# Question About Speakers



## HVNFUN (Jan 28, 2010)

Hi:

Just brought our trailer home. It's probably a no-brainer questions, but how do we turn off or control the outside speakers?

Thanks.


----------



## PCMODad (Jun 15, 2009)

On ours, we have buttons marked "A", "B", and "C" on the stereo. "A" is for the bedroom, "B" is for the living room, and "C" is for the outdoor speakers. Each time I hook the battery up, I have to remember to turn off the "C" speakers so our neighbors don't have to listen to my 80s music.


----------



## HVNFUN (Jan 28, 2010)

OK, found the "outside speaker" switch. But, it seems wired backwards. It will turn off the interior stereo, but no way to turn off outside speakers. We have the 210rs.


----------



## russlg (Jul 21, 2008)

Looks like Gilligan strikes again!!


----------



## jdpm (Apr 12, 2007)

They seem to wire the speakers in series instead of the way they should be - in pairs for each zone. We have bedroom, living, and outdoor speakers. In order to get them properly adjusted, you must adjust the balance/fader controls, as well. 
I'd love to rewire, but I don't see it happening. Good luck.
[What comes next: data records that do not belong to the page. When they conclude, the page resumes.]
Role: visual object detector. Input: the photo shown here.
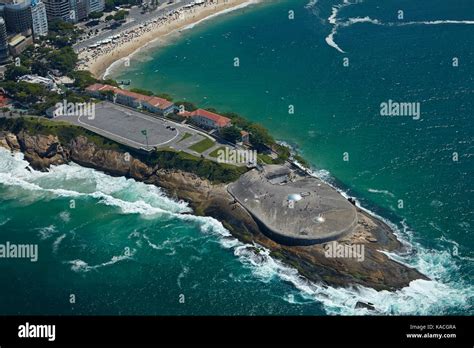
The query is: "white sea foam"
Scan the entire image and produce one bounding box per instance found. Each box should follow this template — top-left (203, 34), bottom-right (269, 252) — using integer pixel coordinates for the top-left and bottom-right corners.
top-left (367, 188), bottom-right (395, 198)
top-left (322, 0), bottom-right (364, 53)
top-left (342, 16), bottom-right (382, 26)
top-left (37, 225), bottom-right (58, 240)
top-left (398, 20), bottom-right (474, 26)
top-left (177, 265), bottom-right (189, 288)
top-left (325, 30), bottom-right (346, 53)
top-left (66, 250), bottom-right (136, 273)
top-left (1, 148), bottom-right (472, 314)
top-left (52, 234), bottom-right (67, 254)
top-left (0, 217), bottom-right (10, 227)
top-left (310, 0), bottom-right (474, 53)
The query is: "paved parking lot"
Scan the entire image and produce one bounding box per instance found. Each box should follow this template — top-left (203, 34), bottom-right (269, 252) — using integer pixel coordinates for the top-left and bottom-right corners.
top-left (77, 102), bottom-right (180, 149)
top-left (54, 101), bottom-right (227, 156)
top-left (53, 101), bottom-right (245, 165)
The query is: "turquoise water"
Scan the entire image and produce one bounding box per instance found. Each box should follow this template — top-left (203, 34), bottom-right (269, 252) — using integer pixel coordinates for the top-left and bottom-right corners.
top-left (1, 0), bottom-right (473, 315)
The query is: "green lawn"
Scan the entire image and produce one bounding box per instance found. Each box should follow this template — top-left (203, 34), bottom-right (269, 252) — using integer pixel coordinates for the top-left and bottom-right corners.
top-left (188, 137), bottom-right (215, 153)
top-left (258, 153), bottom-right (274, 164)
top-left (177, 132), bottom-right (193, 143)
top-left (209, 146), bottom-right (226, 158)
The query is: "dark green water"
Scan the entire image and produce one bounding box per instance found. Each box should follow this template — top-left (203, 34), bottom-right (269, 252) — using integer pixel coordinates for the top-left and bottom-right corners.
top-left (0, 0), bottom-right (472, 315)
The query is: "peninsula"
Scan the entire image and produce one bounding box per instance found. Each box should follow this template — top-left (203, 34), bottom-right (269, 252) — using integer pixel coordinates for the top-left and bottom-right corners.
top-left (0, 0), bottom-right (428, 306)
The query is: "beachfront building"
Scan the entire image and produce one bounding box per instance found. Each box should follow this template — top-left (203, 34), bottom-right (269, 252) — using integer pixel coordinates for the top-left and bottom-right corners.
top-left (87, 0), bottom-right (103, 13)
top-left (68, 0), bottom-right (88, 22)
top-left (187, 109), bottom-right (232, 130)
top-left (86, 83), bottom-right (176, 116)
top-left (43, 0), bottom-right (71, 22)
top-left (31, 0), bottom-right (48, 38)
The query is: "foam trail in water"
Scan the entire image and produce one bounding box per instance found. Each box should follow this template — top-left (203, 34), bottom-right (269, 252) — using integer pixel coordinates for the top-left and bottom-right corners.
top-left (66, 249), bottom-right (136, 273)
top-left (309, 0), bottom-right (474, 53)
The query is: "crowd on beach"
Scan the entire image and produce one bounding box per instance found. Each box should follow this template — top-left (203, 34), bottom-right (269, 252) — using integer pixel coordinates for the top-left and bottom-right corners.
top-left (76, 1), bottom-right (221, 73)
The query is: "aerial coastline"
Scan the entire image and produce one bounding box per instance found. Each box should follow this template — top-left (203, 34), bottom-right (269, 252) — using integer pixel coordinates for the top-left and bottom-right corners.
top-left (0, 0), bottom-right (470, 318)
top-left (77, 0), bottom-right (262, 79)
top-left (0, 0), bottom-right (428, 296)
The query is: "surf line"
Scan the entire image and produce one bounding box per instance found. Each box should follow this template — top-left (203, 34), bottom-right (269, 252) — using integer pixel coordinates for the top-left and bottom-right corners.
top-left (326, 13), bottom-right (474, 54)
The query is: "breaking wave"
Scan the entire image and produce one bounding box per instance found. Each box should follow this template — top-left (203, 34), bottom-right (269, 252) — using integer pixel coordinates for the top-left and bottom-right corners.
top-left (306, 0), bottom-right (474, 53)
top-left (0, 148), bottom-right (472, 315)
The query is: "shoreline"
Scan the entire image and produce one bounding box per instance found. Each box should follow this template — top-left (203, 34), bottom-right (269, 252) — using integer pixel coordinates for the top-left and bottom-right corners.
top-left (79, 0), bottom-right (261, 79)
top-left (0, 127), bottom-right (428, 293)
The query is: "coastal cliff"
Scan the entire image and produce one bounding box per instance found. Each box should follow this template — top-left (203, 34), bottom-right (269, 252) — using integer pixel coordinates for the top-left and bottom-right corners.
top-left (0, 130), bottom-right (428, 293)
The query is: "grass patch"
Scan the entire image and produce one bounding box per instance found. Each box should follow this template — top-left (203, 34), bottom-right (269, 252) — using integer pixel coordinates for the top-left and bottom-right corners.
top-left (188, 137), bottom-right (215, 153)
top-left (258, 153), bottom-right (274, 164)
top-left (177, 132), bottom-right (193, 143)
top-left (149, 149), bottom-right (247, 183)
top-left (209, 146), bottom-right (226, 158)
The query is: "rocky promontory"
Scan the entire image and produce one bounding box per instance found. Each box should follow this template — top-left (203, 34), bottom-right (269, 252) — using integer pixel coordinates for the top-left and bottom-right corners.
top-left (0, 130), bottom-right (428, 292)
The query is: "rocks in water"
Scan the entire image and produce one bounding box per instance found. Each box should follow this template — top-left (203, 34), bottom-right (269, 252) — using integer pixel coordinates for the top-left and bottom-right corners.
top-left (355, 301), bottom-right (376, 310)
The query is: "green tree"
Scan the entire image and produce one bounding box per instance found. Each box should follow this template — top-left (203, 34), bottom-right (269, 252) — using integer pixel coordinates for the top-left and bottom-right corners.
top-left (220, 126), bottom-right (241, 143)
top-left (71, 70), bottom-right (97, 89)
top-left (31, 60), bottom-right (49, 76)
top-left (4, 65), bottom-right (30, 81)
top-left (248, 123), bottom-right (274, 150)
top-left (174, 101), bottom-right (197, 112)
top-left (47, 46), bottom-right (78, 75)
top-left (88, 11), bottom-right (103, 19)
top-left (113, 10), bottom-right (129, 21)
top-left (130, 88), bottom-right (154, 96)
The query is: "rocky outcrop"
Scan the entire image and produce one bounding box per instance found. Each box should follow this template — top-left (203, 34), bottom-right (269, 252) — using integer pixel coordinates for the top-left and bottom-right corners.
top-left (69, 136), bottom-right (153, 180)
top-left (0, 131), bottom-right (428, 291)
top-left (0, 131), bottom-right (20, 151)
top-left (14, 131), bottom-right (69, 170)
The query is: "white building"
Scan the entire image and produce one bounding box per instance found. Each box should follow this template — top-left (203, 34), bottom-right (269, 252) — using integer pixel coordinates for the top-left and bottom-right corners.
top-left (18, 74), bottom-right (59, 92)
top-left (31, 0), bottom-right (48, 38)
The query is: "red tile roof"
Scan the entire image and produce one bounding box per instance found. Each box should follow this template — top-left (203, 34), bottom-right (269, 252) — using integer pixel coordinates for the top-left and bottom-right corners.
top-left (0, 95), bottom-right (9, 107)
top-left (86, 84), bottom-right (174, 109)
top-left (191, 109), bottom-right (231, 127)
top-left (145, 96), bottom-right (174, 109)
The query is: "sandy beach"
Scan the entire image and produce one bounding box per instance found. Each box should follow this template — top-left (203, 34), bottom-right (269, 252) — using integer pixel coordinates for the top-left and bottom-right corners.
top-left (78, 0), bottom-right (259, 79)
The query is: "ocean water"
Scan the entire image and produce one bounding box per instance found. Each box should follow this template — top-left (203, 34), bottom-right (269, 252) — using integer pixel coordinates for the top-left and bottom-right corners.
top-left (1, 0), bottom-right (473, 315)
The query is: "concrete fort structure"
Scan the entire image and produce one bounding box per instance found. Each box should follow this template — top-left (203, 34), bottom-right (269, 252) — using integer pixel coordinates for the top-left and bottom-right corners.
top-left (228, 165), bottom-right (358, 246)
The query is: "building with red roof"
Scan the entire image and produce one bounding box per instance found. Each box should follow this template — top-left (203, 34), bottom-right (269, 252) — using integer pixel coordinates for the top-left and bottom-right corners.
top-left (86, 83), bottom-right (176, 116)
top-left (187, 109), bottom-right (232, 130)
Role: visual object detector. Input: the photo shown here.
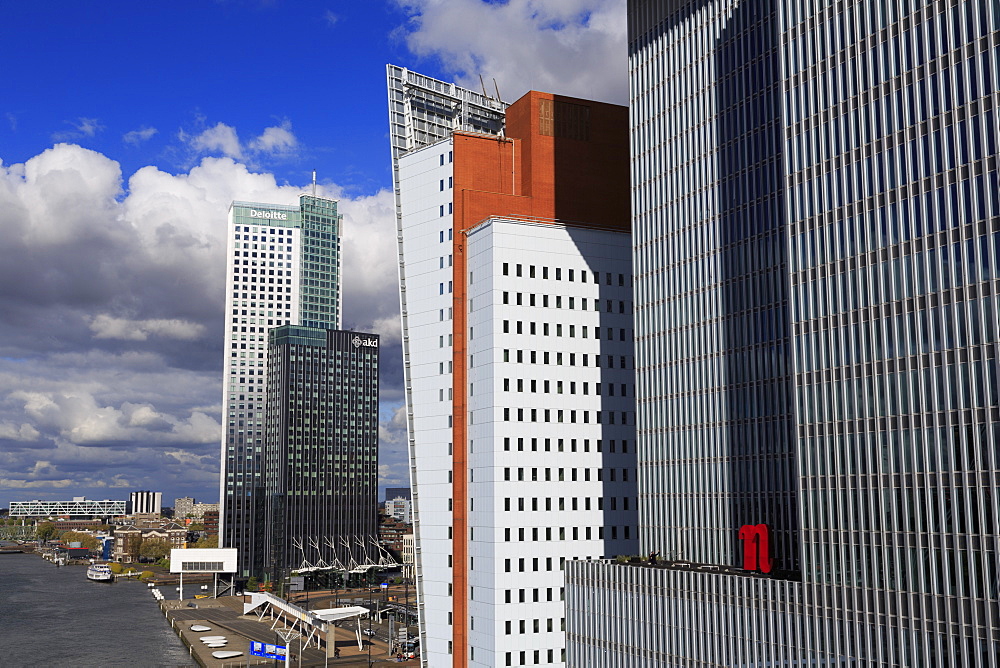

Phillip


----------



## Oregon_Camper (Sep 13, 2004)

bummer...looks like you have a project on your hands.


----------



## battalionchief3 (Jun 27, 2006)

Outside speakers????? Gilligan must have forgot to put mine in.


----------



## Family Truckster (Jul 27, 2009)

I used the balance and fade controls and was able to turn the outside speakers off. Good luck.


----------



## Dave_CDN (Sep 13, 2007)

Our 210 is a 2010 model, and there is an black pivot On/Off switch on the side of the case that holds the head unit.


----------



## Up State NY Camper (Apr 7, 2010)

PCMODad said:


> On ours, we have buttons marked "A", "B", and "C" on the stereo. "A" is for the bedroom, "B" is for the living room, and "C" is for the outdoor speakers. Each time I hook the battery up, I have to remember to turn off the "C" speakers so our neighbors don't have to listen to my 80s music.


LOL!! I'm stuck in the 80's too!


----------